I have been writing a lot about this subject lately for future blog articles so thought I would share a copy of the speech with you here as a lead-up to when I post those articles.
Remember, this is a speech, it was written to be memorised and spoken aloud in just a few minutes, therefore the embedded formatting and emphasis notes to the speaker are important.
:Begin Speech:
What is the value of your opinion?
May I ask you what you do?
Do you have an opinion on the current administration? A simple yes or no will suffice.
Okay, I won’t ask what that opinion is because your answer could take all night but I will ask you, do you think your opinion is valid?
Do you believe it is an educated opinion? Or did you just come to some conclusion based on a single headline?
Often the context of an opinion is relevant.
Taking advice on how to run a marathon from a 300lb couch potato would not be the best advice you could ever get.
You need to ask, “From what authority do you speak?”
Or do you?
Society creates roles for you.
You’re a realtor. You’re a financial advisor. You’re a businessman. You’re a lawyer.
Society conditions us from birth to be pigeon holed and to think that is all we are. It induces self-limiting behaviour within our chosen or assigned profession.
Noted historian and occasional philosopher Howard Zinn, in his talk “Artists In A Time of War” claims that artists are transcendent.
Zinn is using transcendent to imply that artists transcend the public wisdom, they speak out against the status quo.
Artists rise above the immediate. They look beyond the madness of the world, the madness of terrorism, the madness of war.
Artists work outside of the framework that society has created.
During the Vietnam War, there was a meeting of historians, 2,000 historians discussing whether they should take a stand on the war.
Some historians issued a proclamation stating that the US should get out of the war.
Others stated that it was not the business of historians to have such an opinion.
It’s not our business?
<pause>
The businessman says, “It’s not our business.” The Doctor says, “It’s not our business.” The journalist says, “It’s not our business.”
You mean, we are going to leave the most important issues of the world to people who run the country?
<emphasis>
How stupid can you be?
Don’t we have enough experience with doing that already?
The reason we do this is that the citizen thinks he is not a citizen, he’s been conditioned to be a Doctor, a lawyer, a marketer, a realtor.
There are people in the arts or a few other professions, far too few, saying “let’s get involved” but they get involved in ways and means of how they are told to. When the government says “get in line, this is what we must do,” that is what everyone does.
Peter Ustinov, the British Actor, spoke out against the Vietnam War and people asked, “What does he know? He’s just an actor. What does his opinion count for?”
What does it count for?
Is it equal to the 300lb couch potato?
Is it equal to the most learned judge in the land speaking out against an unjust war?
There was one artist during the Vietnam War who did not get in line that everybody remembers.
You know her as Jane Fonda or Hanoi Jane, and there is a provocative story to hang your hate on. I’ve read up on the history of that quite a bit and just about all of the rumours are untrue.
Is her opinion validated through the lens of history?
We remember her outspoken opposition against the war but we forget her legion of work conducted for the Civil Rights Movement.
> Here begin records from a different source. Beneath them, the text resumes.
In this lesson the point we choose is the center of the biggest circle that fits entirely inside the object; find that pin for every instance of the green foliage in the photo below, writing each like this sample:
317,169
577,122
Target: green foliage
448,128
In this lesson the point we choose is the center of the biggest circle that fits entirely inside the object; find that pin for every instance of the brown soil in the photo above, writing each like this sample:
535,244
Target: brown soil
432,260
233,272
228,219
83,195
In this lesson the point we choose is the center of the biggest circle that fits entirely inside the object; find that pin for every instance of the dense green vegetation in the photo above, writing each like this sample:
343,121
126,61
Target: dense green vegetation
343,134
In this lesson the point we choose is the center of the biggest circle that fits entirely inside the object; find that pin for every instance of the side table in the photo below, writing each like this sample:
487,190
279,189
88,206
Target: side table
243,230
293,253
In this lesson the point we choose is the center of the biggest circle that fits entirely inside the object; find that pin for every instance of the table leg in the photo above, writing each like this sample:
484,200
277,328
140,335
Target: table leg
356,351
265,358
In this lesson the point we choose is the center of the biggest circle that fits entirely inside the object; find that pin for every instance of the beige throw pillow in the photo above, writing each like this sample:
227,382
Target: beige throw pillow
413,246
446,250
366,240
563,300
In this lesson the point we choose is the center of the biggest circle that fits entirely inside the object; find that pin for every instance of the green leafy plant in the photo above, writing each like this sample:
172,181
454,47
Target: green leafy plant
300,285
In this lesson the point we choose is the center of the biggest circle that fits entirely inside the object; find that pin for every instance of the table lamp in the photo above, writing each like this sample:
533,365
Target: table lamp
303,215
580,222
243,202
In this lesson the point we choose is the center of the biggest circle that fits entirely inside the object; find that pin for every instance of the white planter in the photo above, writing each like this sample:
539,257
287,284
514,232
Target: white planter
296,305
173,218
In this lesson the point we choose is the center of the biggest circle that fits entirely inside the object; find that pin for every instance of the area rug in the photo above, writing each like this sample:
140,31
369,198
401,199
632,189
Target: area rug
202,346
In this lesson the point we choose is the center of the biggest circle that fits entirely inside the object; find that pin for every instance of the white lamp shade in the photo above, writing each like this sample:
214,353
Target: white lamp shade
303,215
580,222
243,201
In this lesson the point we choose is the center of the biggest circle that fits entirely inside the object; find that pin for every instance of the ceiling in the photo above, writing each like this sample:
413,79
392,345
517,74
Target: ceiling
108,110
Historical lies can cast a long shadow.
Mark Twain, I am sure you are familiar with at least some of his work even if you only ever read it in grade school, stepped out of his assigned societal role as an amusing storyteller during the American war against the Philippines and everyone began to question his patriotism.
“Why are you unpatriotic?” they ask, “Why are you not loyal?”
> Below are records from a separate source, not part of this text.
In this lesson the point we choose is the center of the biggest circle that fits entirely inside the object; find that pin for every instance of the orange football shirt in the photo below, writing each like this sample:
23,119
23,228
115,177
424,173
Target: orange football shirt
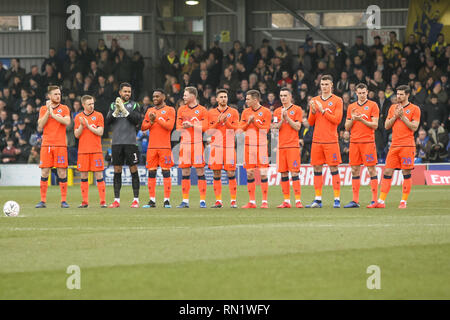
402,136
54,133
325,125
88,141
262,119
359,132
195,115
161,129
227,128
287,136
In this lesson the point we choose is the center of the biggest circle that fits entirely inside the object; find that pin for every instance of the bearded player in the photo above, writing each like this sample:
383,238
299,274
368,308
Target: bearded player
54,117
89,126
255,122
159,120
192,122
325,115
404,119
223,122
287,120
362,121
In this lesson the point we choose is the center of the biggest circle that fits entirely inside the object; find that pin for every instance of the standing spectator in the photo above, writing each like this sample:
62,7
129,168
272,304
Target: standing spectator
435,111
439,140
429,70
14,71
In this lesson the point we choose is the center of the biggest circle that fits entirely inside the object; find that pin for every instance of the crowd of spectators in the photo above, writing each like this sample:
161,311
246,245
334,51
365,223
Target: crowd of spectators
423,66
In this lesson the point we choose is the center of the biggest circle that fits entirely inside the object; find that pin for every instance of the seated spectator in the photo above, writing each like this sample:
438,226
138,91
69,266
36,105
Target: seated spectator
439,140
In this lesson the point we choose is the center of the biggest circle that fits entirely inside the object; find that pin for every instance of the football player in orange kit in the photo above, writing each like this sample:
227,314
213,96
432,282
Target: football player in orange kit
325,114
223,122
288,120
362,121
53,119
404,119
192,121
255,121
89,126
160,120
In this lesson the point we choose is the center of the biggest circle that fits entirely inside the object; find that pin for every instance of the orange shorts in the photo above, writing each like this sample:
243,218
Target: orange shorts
401,158
53,157
222,158
288,159
159,157
256,157
363,153
90,162
328,153
191,155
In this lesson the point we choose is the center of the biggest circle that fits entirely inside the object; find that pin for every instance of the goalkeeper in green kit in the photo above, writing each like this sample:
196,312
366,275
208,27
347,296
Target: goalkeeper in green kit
124,117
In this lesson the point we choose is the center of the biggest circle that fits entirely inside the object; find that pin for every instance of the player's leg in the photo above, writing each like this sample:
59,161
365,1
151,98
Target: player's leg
201,185
133,156
294,162
84,185
392,162
217,186
185,187
317,161
356,184
333,159
264,186
118,159
355,162
406,187
407,160
283,170
373,185
61,168
251,187
285,189
45,172
233,187
101,187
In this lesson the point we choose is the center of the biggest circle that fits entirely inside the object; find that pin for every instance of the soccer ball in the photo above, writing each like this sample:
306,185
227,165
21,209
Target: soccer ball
11,209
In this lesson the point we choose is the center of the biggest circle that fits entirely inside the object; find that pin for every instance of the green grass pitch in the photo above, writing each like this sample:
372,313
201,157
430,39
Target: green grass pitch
226,253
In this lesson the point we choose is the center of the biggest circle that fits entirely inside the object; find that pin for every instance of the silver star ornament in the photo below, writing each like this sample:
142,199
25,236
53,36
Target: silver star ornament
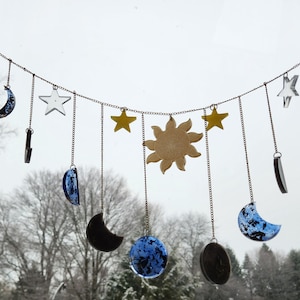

Mark Twain, being a man of very few words, gave this reply:
My kind of loyalty is loyalty to one’s country. Not to its institutions or its office holders. The country is the real thing, the substantial thing, the eternal thing. It is the thing that is to watch over and be loyal to. Its institutions are extraneous. They’re its mere clothing and clothing can wear out and become ragged. Cease to be comfortable, cease to protect the body from winter, disease and death. To be loyal to rags, to shout for rags, to worship rags, to die for rags, that is a loyalty of unreason.
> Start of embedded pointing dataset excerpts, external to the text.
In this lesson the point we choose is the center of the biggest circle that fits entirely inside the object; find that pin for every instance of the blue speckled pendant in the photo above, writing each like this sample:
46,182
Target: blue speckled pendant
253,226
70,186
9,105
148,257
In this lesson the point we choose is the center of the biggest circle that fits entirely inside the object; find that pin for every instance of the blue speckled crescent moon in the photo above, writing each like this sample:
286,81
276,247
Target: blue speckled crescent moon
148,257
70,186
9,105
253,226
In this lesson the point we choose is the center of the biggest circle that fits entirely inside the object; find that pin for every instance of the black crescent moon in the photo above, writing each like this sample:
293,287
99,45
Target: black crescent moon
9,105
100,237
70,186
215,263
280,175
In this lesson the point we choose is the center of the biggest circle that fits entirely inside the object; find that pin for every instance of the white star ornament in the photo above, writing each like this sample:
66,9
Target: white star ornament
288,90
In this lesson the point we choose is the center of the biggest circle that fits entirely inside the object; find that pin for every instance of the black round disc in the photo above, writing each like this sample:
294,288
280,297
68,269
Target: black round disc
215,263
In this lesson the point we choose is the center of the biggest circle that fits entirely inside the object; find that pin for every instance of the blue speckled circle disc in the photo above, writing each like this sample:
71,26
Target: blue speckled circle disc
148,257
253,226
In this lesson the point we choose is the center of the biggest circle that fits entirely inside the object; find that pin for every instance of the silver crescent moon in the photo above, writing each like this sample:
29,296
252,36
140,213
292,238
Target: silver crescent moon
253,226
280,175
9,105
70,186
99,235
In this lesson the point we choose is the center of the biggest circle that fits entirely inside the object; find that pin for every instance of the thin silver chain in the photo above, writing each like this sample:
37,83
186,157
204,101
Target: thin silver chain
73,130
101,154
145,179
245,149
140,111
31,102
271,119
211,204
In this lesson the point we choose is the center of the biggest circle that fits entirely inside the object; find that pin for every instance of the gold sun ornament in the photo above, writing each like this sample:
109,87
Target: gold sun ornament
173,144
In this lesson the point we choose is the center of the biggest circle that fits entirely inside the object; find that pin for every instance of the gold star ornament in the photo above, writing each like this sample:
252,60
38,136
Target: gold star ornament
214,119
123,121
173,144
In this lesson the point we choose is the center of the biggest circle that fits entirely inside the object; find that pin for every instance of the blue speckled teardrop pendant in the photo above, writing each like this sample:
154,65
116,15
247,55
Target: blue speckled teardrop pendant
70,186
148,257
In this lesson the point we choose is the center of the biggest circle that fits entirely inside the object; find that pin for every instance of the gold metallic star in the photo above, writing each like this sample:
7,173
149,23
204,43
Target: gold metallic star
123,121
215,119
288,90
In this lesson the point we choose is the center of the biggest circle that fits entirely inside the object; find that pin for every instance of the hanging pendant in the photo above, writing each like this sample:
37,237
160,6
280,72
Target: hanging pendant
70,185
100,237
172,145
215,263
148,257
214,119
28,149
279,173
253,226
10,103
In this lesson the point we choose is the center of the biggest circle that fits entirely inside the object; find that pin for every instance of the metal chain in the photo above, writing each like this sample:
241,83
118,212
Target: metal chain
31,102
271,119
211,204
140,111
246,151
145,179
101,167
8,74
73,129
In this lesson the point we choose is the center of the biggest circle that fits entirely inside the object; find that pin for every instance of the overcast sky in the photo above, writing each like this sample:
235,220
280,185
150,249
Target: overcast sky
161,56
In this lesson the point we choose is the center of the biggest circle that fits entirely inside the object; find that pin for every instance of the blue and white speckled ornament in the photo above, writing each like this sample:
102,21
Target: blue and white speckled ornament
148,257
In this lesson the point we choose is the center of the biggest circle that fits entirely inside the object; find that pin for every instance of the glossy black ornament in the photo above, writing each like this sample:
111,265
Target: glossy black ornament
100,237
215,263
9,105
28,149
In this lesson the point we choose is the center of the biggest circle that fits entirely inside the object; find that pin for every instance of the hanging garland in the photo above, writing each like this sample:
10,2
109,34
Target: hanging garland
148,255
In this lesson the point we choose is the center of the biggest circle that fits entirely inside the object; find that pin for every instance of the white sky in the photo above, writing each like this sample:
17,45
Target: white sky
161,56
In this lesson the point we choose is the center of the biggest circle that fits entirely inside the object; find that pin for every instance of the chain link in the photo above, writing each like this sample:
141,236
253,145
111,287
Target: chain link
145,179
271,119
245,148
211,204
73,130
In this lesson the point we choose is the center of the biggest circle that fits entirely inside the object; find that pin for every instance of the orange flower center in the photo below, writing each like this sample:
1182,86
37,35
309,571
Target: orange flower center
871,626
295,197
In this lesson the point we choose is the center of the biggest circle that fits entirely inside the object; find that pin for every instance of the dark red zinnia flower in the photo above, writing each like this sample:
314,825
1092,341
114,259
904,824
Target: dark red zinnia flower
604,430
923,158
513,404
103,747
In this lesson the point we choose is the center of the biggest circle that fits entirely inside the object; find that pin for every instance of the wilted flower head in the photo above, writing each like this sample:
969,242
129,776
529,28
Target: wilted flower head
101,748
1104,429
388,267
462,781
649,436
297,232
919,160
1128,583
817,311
When you hear an artist speaking out and you catch yourself saying “What does he know? He’s just an artist. They shouldn’t express such public opinions,” perhaps you should also wonder if someone is saying that about you, you Doctors, you lawyers, you businessmen, you writers and realtors and Toastmasters.
What is the value of your opinion?
:End Speech:
The interesting thing about the speech for me is that my opinion of people’s opinions has not changed in the amount of time since I wrote this. I have held various viewpoints on the worthiness of opinions over my life but they all come down to one simple phrase: “From what authority do you speak?”
I read a lot of personal development books, software development books, business management books and project management books and many of them carry very poor advice given by people who lack any real battle-scars. Many people confuse opinion with advice, both when taking it and giving it. Much of what is written as advice is frankly just an opinion for sale. If you wish to be a success, you must learn to distinguish between the two or be forever lead about by your nose by people with an opinion that has a price tag attached.